What You’ll Learn
- How to call the Anthropic Messages API and feed the response directly into a sandbox
- Structuring prompts to get code-only output (no markdown, no explanation)
- Sandbox-per-task isolation: fresh microVM for each code generation request
- Demo mode: run the full workflow without an Anthropic API key
Prerequisites
- Declaw running locally or in the cloud (see Deployment)
DECLAW_API_KEY and DECLAW_DOMAIN set in your environment
ANTHROPIC_API_KEY set in your environment (optional — demo mode runs without it)

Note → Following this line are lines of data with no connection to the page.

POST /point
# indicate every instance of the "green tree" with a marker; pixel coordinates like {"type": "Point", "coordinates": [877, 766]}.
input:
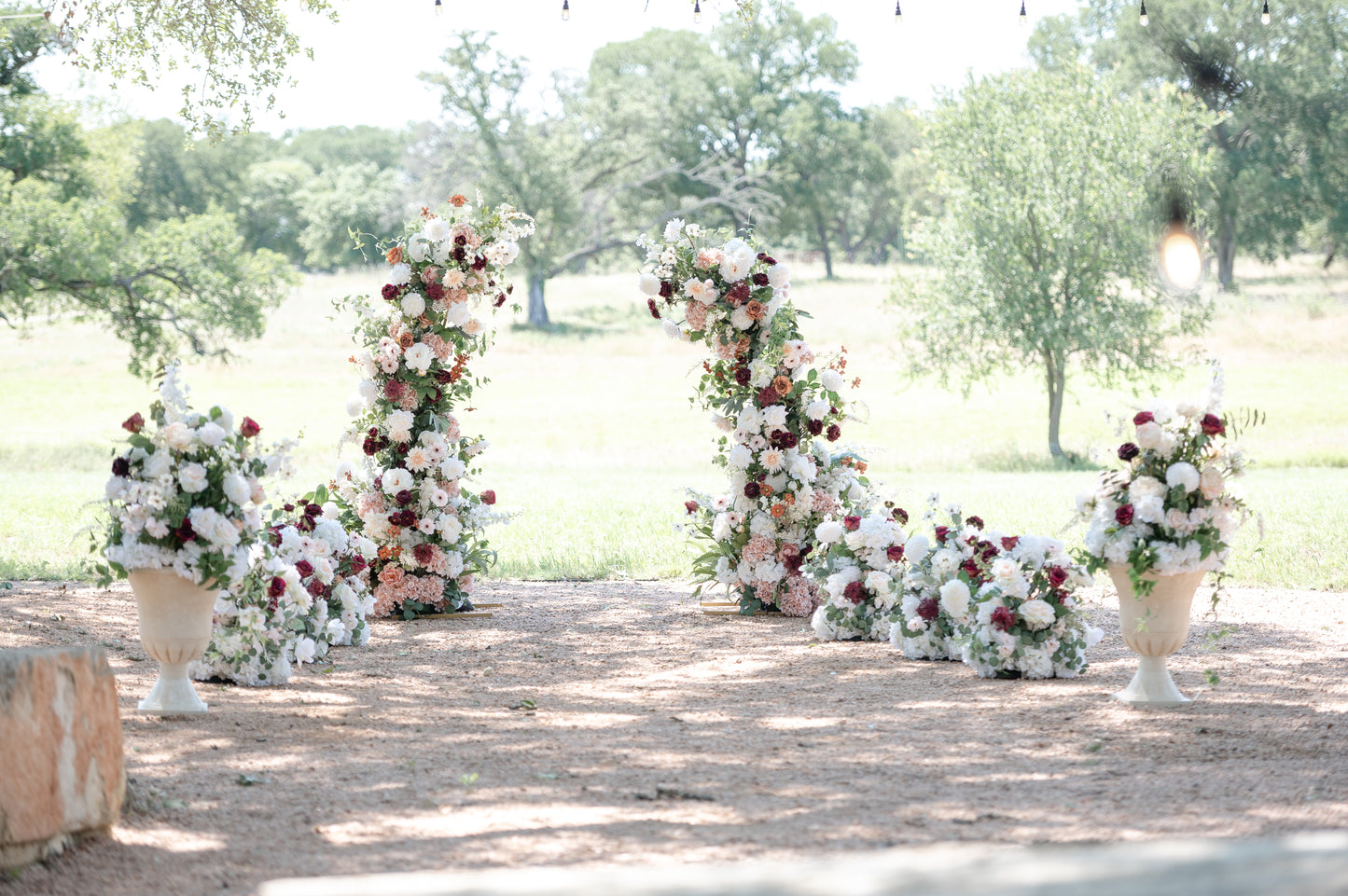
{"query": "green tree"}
{"type": "Point", "coordinates": [1045, 254]}
{"type": "Point", "coordinates": [1280, 91]}
{"type": "Point", "coordinates": [66, 248]}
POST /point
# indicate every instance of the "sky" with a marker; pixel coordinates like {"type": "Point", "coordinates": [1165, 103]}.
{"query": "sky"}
{"type": "Point", "coordinates": [366, 65]}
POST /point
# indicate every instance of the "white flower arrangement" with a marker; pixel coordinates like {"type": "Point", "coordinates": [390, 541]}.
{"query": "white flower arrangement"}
{"type": "Point", "coordinates": [185, 493]}
{"type": "Point", "coordinates": [775, 411]}
{"type": "Point", "coordinates": [860, 569]}
{"type": "Point", "coordinates": [1170, 509]}
{"type": "Point", "coordinates": [1005, 605]}
{"type": "Point", "coordinates": [409, 495]}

This example is available in Python. TypeScript support coming soon.
Code Walkthrough
Live mode (requires ANTHROPIC_API_KEY)
import anthropic
from declaw import Sandbox
client = anthropic.Anthropic()
task = "Write a Python script that computes the Fibonacci sequence up to the 20th number."
message = client.messages.create(
model="claude-sonnet-4-20250514",
max_tokens=1024,
messages=[
{
"role": "user",
"content": (
f"You are a code generation agent. Given a task, respond "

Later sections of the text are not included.